Mit Infrastrukturprojekten sind bei der Senatsverwaltung für Umwelt, Verkehr und Klimaschutz die Referate Grundsatzangelegenheiten der Verkehrspolitik, Verkehrsentwicklungsplanung (IV A) und ÖPNV, gewerblicher Straßenpersonenverkehr, Kreuzungsrecht (IV C) befasst. Das Referat IV A betreut dabei die Durchführung der Grundlagenermittlungen und schafft eine Entscheidungsgrundlage für den Senat (HOAI- Leistungsphasen 0/1).  Das  Referat  IV C steuert nach Billigung durch den Senat die Vorplanung (HOAI-Leistungsphase 2) und unterstützt anschließend den Vorhabenträger (Infrastrukturbetreiber) bei Vorbereitung und Durchführung des Planfeststellungsverfahrens sowie der weiteren Schritte zur Umsetzung der Maßnahmen.
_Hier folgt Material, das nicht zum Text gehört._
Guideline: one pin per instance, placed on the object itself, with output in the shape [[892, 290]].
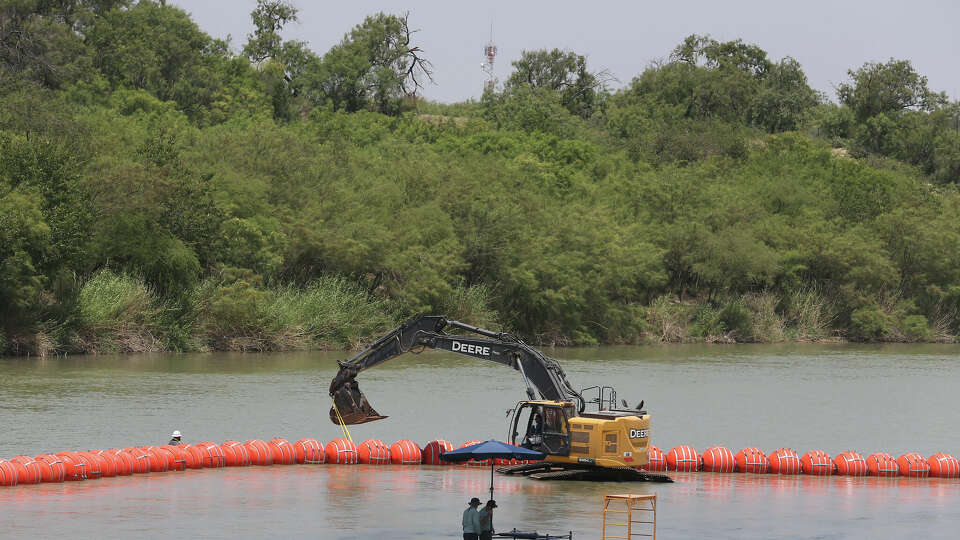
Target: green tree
[[891, 87], [269, 18], [563, 72], [373, 67]]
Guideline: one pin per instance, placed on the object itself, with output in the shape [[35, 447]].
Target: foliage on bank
[[164, 192]]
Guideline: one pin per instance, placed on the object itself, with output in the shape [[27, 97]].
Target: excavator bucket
[[352, 405]]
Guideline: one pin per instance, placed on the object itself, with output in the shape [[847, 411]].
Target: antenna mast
[[490, 54]]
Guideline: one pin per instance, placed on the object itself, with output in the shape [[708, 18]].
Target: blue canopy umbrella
[[491, 450]]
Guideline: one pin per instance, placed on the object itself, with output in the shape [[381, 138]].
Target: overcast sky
[[826, 37]]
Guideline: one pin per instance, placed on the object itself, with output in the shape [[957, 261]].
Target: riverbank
[[119, 313]]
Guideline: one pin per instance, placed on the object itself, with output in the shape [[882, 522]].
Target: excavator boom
[[542, 374]]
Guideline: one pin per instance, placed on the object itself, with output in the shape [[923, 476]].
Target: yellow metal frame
[[632, 503]]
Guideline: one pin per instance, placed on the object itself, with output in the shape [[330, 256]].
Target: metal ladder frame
[[632, 501]]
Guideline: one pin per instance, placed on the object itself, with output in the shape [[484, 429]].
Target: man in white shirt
[[471, 521]]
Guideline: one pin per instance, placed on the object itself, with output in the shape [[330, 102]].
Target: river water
[[835, 398]]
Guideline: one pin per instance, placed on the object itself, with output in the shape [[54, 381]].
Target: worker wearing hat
[[471, 520], [486, 520]]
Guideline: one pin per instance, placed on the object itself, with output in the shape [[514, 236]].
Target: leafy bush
[[868, 324], [916, 328]]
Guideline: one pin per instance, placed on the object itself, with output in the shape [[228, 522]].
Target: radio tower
[[490, 52]]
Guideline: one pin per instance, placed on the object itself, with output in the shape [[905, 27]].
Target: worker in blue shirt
[[486, 520], [471, 520]]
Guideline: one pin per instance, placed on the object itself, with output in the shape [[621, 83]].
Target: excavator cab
[[543, 426]]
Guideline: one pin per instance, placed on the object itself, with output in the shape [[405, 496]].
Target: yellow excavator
[[608, 444]]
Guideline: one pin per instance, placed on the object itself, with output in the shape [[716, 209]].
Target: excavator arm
[[541, 374]]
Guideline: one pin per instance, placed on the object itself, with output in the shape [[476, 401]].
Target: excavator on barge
[[608, 444]]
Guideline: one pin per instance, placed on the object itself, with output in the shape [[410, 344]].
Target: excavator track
[[525, 468], [553, 471]]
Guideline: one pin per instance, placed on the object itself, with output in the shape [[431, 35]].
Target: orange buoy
[[8, 473], [28, 470], [850, 464], [783, 461], [211, 455], [373, 452], [816, 463], [718, 459], [309, 451], [183, 458], [882, 464], [188, 455], [404, 452], [657, 462], [751, 460], [683, 458], [142, 460], [474, 462], [20, 472], [125, 462], [169, 456], [51, 468], [107, 466], [235, 454], [433, 449], [159, 461], [283, 453], [341, 452], [259, 451], [943, 466], [913, 465], [74, 468]]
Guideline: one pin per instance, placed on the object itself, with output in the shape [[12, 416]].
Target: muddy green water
[[866, 398]]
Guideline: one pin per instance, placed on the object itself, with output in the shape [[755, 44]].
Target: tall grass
[[117, 313], [331, 312]]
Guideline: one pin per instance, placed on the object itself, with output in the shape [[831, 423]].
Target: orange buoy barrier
[[404, 452], [341, 452], [142, 460], [74, 468], [107, 467], [259, 451], [751, 460], [190, 455], [283, 453], [183, 458], [211, 455], [28, 470], [474, 462], [433, 449], [166, 455], [850, 464], [882, 464], [157, 461], [373, 452], [309, 451], [717, 459], [51, 468], [656, 461], [20, 472], [125, 461], [8, 473], [683, 458], [913, 465], [235, 454], [816, 463], [783, 461], [943, 466]]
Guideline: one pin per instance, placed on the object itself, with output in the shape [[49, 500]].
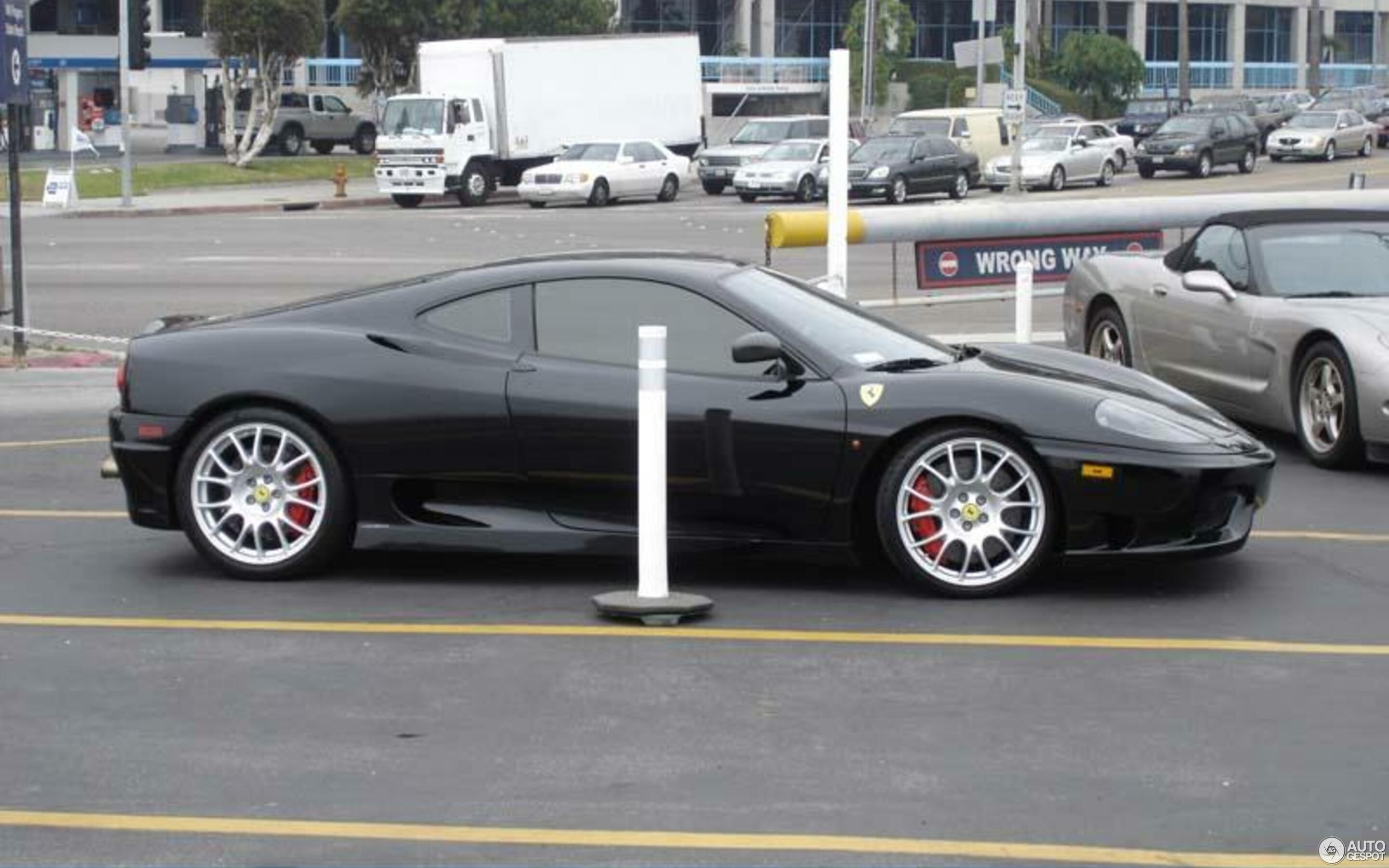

Das Referat  IV E führt die planrechtlichen Verfahren als zuständige Anhörungs- und Planfeststellungsbehörde durch und nimmt die bau-, betriebs- und genehmigungsrechtlichen Aufgaben der Technischen Aufsichtsbehörde wahr.

Frage 8:

Wie schätzt die Senatsverwaltung die geplanten und reellen Personalkapazitäten für die Umsetzung der Straßenbahnausbauplanungen gemäß Nahverkehrsplan ein?

Antwort zu 8:

Der Nahverkehrsplan gibt ein ambitioniertes Programm zum bedarfsgerechten Ausbau des ÖPNV vor. Es wird mit Nachdruck an der Umsetzung der Ziele gearbeitet. Da insbesondere Neubauprojekte auch von vielen externen Faktoren abhängig sind, kann keine abschließende Einschätzung einer verfügbaren im Vergleich zu einer optimalen Personalausstattung erfolgen. Hierbei ist jeweils zu prüfen, in wie weit es langfristig zielführend ist, temporäre Spitzen durch personellen Zuwachs abzufedern.

Frage 9:

Konnte seit der Information von Senatorin Günther im Ausschuss für Umwelt, Verkehr, Klimaschutz am 12.11.2020, wonach drei von sechs bis acht Stellen für die Straßenbahnplanung nicht besetzt seien, die Lage verbessert werden?

Frage 11:

Welche Maßnahmen unternimmt die Senatsverwaltung, um die Chancen zur Besetzung der vakanten Stellen zu verbessern?

Antwort zu 9 und 11:

Die Fragen 9 und 11 werden aufgrund des Sachzusammenhangs gemeinsam beantwortet.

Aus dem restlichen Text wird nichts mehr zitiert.